All you need to do is bet a large amount of money that the target will still be alive by a certain date. Then someone takes you up on it, makes them have an accident and you just lose a bet – nothing more. You didn't discuss hiring a hitman, you've never even met a hitman: you're just placing bets online.
We could take this up a notch by making the bet (person A dies by date X, $100) tradeable. Maybe also create a derivatives market. Now we have a hitman market and a bodyguard market.
Derivatives have several beneficial effects. One is uncertainty, which should stimulate a diversity of contracts: dead by X, $100; dead by Y, $105. People love arbitrage. The second benefit of a two sided market is naked short sellers.
Best case scenario, naked short selling creates an infinite supply of tradeable hitman contracts. In theory, demand is always finite but as Keynes famously said... "no one f#&k-ng knows how demand works!"
So eventually... Robin Hood adds every person on earth to their murder exchange and the market singles out a random person for $gme status. Her name in Ana and next friday, $6 billion of her murder contracts expire. Half the mercenaries on earth are trying to kill her. The other half are her personal army.
There is one with that title by Timothy Squire, that has a close plot. Is that the one you are talking about?
Yeah, but it is 1. risky ( if the person stays alive you just lose money ). and 2. the incentive for a potential hitman is reduced by your bet ( so by placing the bet you are actually reducing your odds of success ).
A large enough bet is basically a voodoo doll into which you've just stuck a pin.

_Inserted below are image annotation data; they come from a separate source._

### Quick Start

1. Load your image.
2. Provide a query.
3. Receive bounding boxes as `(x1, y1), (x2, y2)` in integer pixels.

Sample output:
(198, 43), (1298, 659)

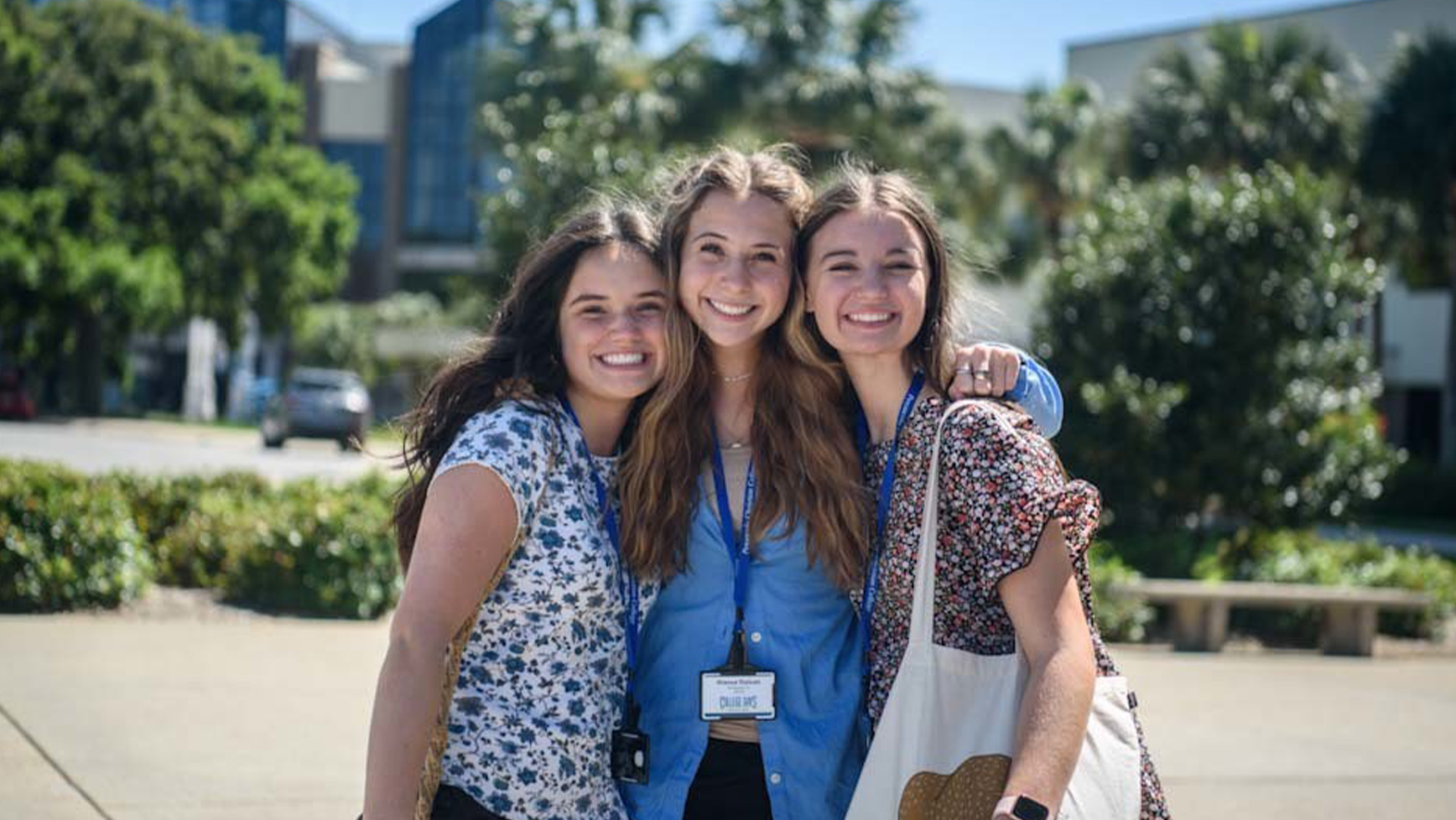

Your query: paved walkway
(0, 615), (1456, 820)
(0, 418), (398, 480)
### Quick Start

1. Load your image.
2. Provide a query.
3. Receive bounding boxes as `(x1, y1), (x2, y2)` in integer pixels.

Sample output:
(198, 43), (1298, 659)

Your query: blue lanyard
(855, 371), (935, 654)
(714, 431), (758, 634)
(558, 393), (642, 698)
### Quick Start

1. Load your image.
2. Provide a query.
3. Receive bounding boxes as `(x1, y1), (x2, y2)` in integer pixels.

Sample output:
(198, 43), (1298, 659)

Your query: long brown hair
(797, 163), (954, 395)
(617, 148), (869, 589)
(393, 197), (657, 571)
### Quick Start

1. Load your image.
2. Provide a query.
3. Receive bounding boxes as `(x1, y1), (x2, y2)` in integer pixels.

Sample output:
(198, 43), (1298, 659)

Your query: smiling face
(558, 243), (667, 403)
(679, 191), (793, 360)
(807, 208), (930, 366)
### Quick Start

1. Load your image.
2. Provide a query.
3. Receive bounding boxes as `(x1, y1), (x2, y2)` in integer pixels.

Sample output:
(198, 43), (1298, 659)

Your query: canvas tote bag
(847, 401), (1141, 820)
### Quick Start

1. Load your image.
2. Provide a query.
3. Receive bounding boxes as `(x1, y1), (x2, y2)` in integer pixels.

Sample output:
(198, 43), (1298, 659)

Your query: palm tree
(983, 83), (1114, 275)
(1357, 32), (1456, 464)
(1126, 25), (1354, 178)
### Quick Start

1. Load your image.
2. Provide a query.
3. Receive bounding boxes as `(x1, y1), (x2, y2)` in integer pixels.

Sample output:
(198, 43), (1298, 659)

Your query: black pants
(429, 784), (505, 820)
(683, 739), (773, 820)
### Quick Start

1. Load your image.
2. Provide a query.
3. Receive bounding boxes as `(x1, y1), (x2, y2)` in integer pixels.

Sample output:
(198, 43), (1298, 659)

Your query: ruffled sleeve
(434, 401), (556, 526)
(939, 402), (1102, 591)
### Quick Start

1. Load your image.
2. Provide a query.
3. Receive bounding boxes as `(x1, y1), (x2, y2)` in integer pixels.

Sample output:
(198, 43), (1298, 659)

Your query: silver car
(261, 367), (372, 450)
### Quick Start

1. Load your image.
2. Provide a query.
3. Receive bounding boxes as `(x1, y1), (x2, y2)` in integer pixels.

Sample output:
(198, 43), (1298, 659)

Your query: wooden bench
(1111, 579), (1431, 657)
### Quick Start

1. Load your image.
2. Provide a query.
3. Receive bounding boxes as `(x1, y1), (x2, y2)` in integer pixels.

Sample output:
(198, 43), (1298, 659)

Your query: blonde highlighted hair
(617, 148), (869, 589)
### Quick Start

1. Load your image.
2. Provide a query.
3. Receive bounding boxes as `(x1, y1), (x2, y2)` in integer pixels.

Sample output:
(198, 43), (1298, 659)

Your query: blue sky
(304, 0), (1321, 87)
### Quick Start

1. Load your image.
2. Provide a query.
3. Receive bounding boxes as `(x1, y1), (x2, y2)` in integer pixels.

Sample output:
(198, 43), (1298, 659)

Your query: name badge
(698, 670), (779, 721)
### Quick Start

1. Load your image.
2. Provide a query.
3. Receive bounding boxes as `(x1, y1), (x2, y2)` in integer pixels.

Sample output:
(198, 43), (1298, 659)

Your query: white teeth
(708, 298), (753, 316)
(601, 352), (647, 364)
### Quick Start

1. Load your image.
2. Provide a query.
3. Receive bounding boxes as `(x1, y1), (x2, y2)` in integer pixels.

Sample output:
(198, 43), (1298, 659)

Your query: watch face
(1011, 795), (1050, 820)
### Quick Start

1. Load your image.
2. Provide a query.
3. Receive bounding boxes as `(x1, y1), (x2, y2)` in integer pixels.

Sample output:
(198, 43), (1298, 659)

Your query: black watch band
(1011, 794), (1051, 820)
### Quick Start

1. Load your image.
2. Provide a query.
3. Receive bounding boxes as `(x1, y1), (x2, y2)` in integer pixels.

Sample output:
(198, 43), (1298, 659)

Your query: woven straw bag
(846, 402), (1141, 820)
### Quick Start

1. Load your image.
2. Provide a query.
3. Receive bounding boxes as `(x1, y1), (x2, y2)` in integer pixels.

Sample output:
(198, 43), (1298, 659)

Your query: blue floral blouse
(435, 401), (653, 820)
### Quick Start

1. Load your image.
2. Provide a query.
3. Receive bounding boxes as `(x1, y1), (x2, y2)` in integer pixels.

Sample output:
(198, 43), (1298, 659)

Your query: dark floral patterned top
(435, 401), (655, 820)
(852, 395), (1167, 820)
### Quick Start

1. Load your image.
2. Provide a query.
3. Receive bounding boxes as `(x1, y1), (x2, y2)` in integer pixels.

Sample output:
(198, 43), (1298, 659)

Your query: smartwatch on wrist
(996, 794), (1051, 820)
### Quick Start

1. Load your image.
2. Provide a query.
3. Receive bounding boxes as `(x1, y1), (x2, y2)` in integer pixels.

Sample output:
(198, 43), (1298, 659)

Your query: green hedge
(1088, 542), (1153, 642)
(111, 472), (269, 587)
(0, 462), (153, 612)
(214, 476), (399, 618)
(0, 459), (399, 618)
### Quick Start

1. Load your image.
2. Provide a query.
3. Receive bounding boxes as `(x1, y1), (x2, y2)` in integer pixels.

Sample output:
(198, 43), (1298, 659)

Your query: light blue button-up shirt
(623, 495), (865, 820)
(621, 354), (1062, 820)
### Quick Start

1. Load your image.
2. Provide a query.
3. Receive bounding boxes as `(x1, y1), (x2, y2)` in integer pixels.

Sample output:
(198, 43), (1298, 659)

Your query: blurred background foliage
(0, 0), (1456, 635)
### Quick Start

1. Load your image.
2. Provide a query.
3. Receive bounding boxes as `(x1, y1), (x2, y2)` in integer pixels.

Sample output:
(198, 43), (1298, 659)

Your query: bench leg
(1173, 600), (1229, 652)
(1319, 605), (1377, 657)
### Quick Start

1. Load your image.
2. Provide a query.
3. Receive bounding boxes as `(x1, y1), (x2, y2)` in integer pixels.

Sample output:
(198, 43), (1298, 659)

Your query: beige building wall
(1067, 0), (1456, 404)
(1067, 0), (1456, 105)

Some markets are full of dumb money. Some people are mistaken about whether they are the dumb money or the smart money. Some people really are smart money and they can make large, fast nearly riskless returns on invested capital.
People make money in large liquid markets with many sophisticated participants all the time. This has need true as long as stock, bond and commodity markets have existed, in markets with and without bans on insider trading.
> How long before there’s a bomb threat at the CDC in order to win a prediction bet?
How long before there’s a bomb threat at Pfizer to make a short part off big? Criminals and terrorists are not generally known for their skills at long term or strategic planning.
Fair point, but the anonymity of the markets mentioned in the post matters here. You can short a stock or buy put options, but if the SEC gets suspicious they can trace them back to you (and there are occasional stories of this happening, like the guy who set off actual bombs at Target). With anonymous prediction markets, they would have a harder time figuring out who stood to benefit.
I've been playing on it for a few years, and the predictions are usually pretty good.
Isn't this THE point of prediction market? A user found a better source of information and used it to make money.
[EDIT] Didn't realize the first section of OP was a quote and not an argument. I agree with OP
I wonder about two things:
1. Legality. Taking bets from Americans has landed other company owners in prison so I always wonder how they handle this on internet based gambling sites.
2. Oracle. Who decides who wins? It looks like it's decided by the company owning the platform. This seems a little dubious but maybe it works with the transparent nature of many of these sort of bets. Of course, they could always be in dispute.
The only information I could find on the oracle:
2. I imagine that any suspicion of foul play would taint the waters, the same way a 51 percent attack could technically make you a bitcoin billionaire, at the cost of completely destroying bitcoin value. IEM works the same way, but is affiliated with a non-profit / government entity.
That's not the case.
A 51 percent attack doesn't allow you to steal bitcoin, if that's what you have in mind.
So far there's not been any major issues with markets resolving incorrectly, across over $100M of total volume and dozens of markets.
Predictit is also heavily used but limits individual bets to $850 per market. They have an official no action letter from the CFTC, so that's all legal.
In most cases the plan is to raise millions.
In general oracle role seems pretty hard when big money is involved.
They can hardly put all of it in the title.
The leading prediction market on Ethereum is Augur, which doesn't have trusted oracles at all. They have a way of crowdsourcing the bet resolutions, which has worked well so far.
Augur has no actively traded markets last I checked. It was good by the election but has been basically dead since. Polymarket has way more volume than Augur as of now.
Omen is more decentralized but doesn't have much volume. There's also a version of omen on level 2 on the xDai chain.
Predictious, Bitbets and others have had some success before.
It didn't work well because none of the cryptos are stable, and also - given the semi illegal nature and the need to rely on anonymous operators - exit scams happen every now and then.
Oracle is simply a URL where the info will be sourced from to resolve. For example, bloomberg.com/in/fo, or trusted.g.uy/bet12
Sure, this concept is not obviously evil, but is damn close, and I'll bet your ass in practice operating such an endeavor is dancing with the devil.